Alvi viene inviato in Germania per l’addestramento. Divenuto tiratore scelto viene assegnato al Gruppo Esplorazione della Divisione Monterosa. Il fante piumato Frezza racconta di essere stato passato in rassegna dallo stesso Mussolini, che, avendo prestato il servizio militare come bersagliere nella Grande Guerra, accortosi che i suoi giovanissimi commilitoni erano privi dei tradizionali piumetti, li fa arrivare dall’Italia addirittura con un treno speciale! Sarà vero? Sembra una storia inventata, di quelle che fanno parte dell’epica dei ricordi della vita militare. Tant’è… Frizza è impiegato nel territorio di Siena, dove, rammenta con una punta d’ironia, “al loro arrivo, sono accolti dalla popolazione con lanci di fiori e dagli anglo-americani con un nutrito bombardamento.” (Stefani Umberto, a cura di, I Bersaglieri ieri e oggi, 2016). Passato con i partigiani nella zona di Parma, la sua qualifica di partigiano combattente rimanda al 5 ottobre 1944, Distaccamento “Turco” / 32° Brigata Garibaldi “Monte Penna”, nome di battaglia Friz. Una formazione partigiana, la sua, che agisce nell’Appennino ligure-parmense e che nell’estate ’44 riesce a costituire una delle repubbliche partigiane della Resistenza. Il mutamento di prospettiva militare e politica di Alvi avviene probabilmente all’inizio dell’autunno ‘44, quando quella zona è teatro dell’“operazione Wallenstein”, ovvero una serie di pesanti offensive portate dai nazifascisti contro i partigiani. Nell’inverno 1944-’45, per sfuggire a un rastrellamento tedesco, Alvi Frizza è costretto a rifugiarsi nei boschi dell’Appennino all’addiaccio e nella neve: un’esperienza che gli costa il congelamento degli arti inferiori e l’amputazione di alcune dita dei piedi.

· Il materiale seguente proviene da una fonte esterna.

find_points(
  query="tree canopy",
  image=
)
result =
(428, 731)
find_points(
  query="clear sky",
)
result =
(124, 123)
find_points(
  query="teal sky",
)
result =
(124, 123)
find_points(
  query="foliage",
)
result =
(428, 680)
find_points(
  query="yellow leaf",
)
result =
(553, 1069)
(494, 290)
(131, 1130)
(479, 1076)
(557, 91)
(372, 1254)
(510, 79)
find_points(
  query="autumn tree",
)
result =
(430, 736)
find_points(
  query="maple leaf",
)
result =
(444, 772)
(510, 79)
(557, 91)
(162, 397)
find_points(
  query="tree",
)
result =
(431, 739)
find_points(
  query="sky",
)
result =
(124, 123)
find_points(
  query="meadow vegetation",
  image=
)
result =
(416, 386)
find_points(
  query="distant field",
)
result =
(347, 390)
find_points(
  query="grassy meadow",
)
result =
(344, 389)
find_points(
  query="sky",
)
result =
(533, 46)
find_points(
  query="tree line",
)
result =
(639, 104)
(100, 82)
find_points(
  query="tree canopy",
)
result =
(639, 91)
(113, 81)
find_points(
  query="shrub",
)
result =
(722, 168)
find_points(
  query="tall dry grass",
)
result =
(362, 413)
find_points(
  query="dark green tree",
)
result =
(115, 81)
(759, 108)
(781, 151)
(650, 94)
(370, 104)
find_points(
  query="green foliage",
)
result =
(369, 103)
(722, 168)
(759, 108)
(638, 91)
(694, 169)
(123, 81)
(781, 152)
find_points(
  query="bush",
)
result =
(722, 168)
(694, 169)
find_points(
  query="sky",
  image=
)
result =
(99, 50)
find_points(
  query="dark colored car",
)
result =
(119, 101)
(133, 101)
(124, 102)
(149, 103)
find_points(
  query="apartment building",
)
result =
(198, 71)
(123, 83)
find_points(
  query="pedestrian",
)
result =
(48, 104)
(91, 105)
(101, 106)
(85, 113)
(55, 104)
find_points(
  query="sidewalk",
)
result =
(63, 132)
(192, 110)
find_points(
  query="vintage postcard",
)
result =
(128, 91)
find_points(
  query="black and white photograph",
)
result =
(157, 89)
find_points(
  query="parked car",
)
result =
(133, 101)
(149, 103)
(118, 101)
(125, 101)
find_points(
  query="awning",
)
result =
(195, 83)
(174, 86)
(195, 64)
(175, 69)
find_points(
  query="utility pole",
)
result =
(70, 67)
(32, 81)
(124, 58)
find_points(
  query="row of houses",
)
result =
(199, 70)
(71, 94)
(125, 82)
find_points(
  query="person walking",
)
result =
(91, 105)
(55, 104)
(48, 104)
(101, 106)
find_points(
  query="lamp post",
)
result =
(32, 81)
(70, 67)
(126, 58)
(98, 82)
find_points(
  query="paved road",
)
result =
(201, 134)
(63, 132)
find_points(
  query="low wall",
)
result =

Quali le ragioni che spinsero il diciannovenne Alvi a passare con le forze della Resistenza? Quali le esperienze che lo sollecitano verso una scelta definitiva, delicata e pericolosa, ma dalla parte giusta della Storia? Per saperne di più ho interpellato i suoi commilitoni dell’Associazione Nazionale Bersaglieri sezione di Lucca che mi hanno, però, parlato di una grande riservatezza in proposito dell’interessato. Certo, per lui, giovanissimo, privo di guide e di orientamenti, fu questione di non poca lena costruirsi autonomamente valori e pratiche di libertà e democrazia e mantenersi a essi fedele.

Per questo, ad Alvi Frizza, dovunque egli sia in questo momento, dedichiamo, queste note: per un ricordo, grato e riconoscente, lungo un secolo.